Define a Pydantic model whose fields represent the filterable metadata in your document store:

from pydantic import BaseModel, Field

class Invoice(BaseModel):
    amount: float = Field(description="Total invoice amount in USD")
    due_date: str = Field(description="Due date in ISO-8601 format")
    vendor: str = Field(description="Vendor / supplier name")
    paid: bool = Field(description="Whether the invoice is paid")

2. Parse a Query

from langcore_rag import QueryParser

parser = QueryParser(schema=Invoice, model_id="gemini/gemini-2.5-flash")
parsed = parser.parse("invoices over $5000 due in March 2024")

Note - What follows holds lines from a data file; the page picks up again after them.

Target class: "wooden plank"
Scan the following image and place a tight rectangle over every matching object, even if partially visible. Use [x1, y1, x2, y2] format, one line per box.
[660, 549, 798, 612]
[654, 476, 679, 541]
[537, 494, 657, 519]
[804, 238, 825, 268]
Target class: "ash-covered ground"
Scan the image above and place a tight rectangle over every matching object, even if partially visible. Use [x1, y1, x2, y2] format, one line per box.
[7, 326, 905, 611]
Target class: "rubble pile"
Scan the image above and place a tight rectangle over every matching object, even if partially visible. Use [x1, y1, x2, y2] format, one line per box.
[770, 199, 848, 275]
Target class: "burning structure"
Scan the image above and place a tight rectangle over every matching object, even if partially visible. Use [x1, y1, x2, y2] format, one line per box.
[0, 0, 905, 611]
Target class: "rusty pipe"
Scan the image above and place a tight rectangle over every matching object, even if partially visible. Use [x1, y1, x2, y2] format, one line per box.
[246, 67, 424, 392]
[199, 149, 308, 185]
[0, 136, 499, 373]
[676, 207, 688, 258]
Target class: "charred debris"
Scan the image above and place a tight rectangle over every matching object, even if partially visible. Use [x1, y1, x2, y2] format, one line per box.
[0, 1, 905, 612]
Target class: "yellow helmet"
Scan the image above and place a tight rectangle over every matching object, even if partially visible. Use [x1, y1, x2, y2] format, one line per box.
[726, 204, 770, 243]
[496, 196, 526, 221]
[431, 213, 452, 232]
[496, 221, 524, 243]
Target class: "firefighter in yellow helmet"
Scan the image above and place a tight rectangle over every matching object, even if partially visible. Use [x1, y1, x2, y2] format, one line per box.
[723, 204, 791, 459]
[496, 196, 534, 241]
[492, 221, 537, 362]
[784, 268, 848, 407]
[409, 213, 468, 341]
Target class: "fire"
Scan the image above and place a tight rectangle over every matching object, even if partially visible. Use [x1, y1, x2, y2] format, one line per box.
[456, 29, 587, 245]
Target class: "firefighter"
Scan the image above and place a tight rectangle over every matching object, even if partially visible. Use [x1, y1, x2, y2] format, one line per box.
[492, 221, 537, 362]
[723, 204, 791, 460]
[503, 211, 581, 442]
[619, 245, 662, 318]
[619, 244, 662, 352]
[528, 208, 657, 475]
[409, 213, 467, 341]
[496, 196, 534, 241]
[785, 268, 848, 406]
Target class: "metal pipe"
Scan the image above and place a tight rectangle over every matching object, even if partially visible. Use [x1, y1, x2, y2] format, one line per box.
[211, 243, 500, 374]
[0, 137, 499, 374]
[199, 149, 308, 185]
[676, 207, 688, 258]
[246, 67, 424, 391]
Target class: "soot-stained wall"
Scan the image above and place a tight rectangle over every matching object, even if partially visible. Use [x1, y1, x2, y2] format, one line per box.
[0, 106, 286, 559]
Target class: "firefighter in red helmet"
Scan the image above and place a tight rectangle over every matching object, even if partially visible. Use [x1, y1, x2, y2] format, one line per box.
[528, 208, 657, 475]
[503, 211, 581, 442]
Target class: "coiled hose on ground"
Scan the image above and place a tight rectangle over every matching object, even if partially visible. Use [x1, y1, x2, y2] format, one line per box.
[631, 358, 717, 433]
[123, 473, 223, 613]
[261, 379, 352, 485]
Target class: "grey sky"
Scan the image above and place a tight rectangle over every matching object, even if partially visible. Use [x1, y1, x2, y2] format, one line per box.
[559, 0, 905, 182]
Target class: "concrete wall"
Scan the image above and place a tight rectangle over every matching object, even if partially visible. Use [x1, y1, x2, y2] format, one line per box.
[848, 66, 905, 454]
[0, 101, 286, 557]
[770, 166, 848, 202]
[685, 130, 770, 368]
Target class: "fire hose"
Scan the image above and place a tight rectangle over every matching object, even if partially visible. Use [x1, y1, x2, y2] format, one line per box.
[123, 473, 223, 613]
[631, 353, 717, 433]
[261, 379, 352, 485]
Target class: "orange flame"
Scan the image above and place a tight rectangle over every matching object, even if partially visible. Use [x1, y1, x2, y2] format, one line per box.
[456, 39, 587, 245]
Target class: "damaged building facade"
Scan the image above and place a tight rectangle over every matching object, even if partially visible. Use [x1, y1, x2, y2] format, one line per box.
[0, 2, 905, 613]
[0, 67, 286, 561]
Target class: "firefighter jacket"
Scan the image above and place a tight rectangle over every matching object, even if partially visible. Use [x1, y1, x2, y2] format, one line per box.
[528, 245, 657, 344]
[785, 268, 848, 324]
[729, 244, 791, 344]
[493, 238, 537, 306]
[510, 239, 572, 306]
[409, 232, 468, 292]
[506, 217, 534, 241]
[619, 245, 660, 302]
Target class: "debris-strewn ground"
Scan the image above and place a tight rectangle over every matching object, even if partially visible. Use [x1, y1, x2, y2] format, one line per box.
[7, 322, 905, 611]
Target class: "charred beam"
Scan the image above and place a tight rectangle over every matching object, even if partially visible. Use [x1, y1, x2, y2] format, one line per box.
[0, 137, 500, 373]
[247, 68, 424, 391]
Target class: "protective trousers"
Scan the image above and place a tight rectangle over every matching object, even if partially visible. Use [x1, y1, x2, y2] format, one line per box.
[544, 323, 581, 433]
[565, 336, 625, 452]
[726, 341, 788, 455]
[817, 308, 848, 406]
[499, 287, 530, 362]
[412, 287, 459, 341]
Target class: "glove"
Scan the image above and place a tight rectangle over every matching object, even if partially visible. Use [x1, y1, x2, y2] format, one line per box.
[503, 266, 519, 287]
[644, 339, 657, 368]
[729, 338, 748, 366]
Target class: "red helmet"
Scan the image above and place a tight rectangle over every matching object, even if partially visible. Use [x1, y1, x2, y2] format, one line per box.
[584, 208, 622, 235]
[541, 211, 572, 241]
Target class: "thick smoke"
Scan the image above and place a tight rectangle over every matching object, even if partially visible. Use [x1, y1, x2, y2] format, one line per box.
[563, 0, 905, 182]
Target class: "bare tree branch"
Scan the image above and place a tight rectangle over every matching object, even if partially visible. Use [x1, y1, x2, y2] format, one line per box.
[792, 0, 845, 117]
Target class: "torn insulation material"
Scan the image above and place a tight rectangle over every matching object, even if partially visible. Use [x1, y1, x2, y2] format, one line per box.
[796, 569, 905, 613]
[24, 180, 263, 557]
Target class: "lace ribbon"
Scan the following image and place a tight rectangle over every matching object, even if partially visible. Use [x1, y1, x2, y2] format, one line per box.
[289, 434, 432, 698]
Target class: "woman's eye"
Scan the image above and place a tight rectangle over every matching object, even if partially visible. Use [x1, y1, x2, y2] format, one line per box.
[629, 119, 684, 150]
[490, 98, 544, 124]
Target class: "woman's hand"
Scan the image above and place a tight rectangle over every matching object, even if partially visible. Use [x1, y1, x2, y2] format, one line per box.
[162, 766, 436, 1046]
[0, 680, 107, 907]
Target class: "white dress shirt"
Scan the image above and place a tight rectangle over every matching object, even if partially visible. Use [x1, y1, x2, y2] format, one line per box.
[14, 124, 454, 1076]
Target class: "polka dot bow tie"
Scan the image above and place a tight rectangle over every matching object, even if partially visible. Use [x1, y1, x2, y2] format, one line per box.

print(parsed.semantic_terms)
# → ["invoices"]

print(parsed.structured_filters)
# → {"amount": {"$gte": 5000}, "due_date": {"$gte": "2024-03-01", "$lte": "2024-03-31"}}

print(parsed.confidence)
# → 0.92

print(parsed.explanation)
# → "Extracted amount ≥ 5000 and date range for March 2024."

3. Use in a RAG Pipeline

Feed the parsed output into your vector store and metadata filter layer:

from langcore_rag import QueryParser

parser = QueryParser(schema=Invoice, model_id="gpt-4o")
parsed = parser.parse("unpaid invoices from Acme Corp over $10,000")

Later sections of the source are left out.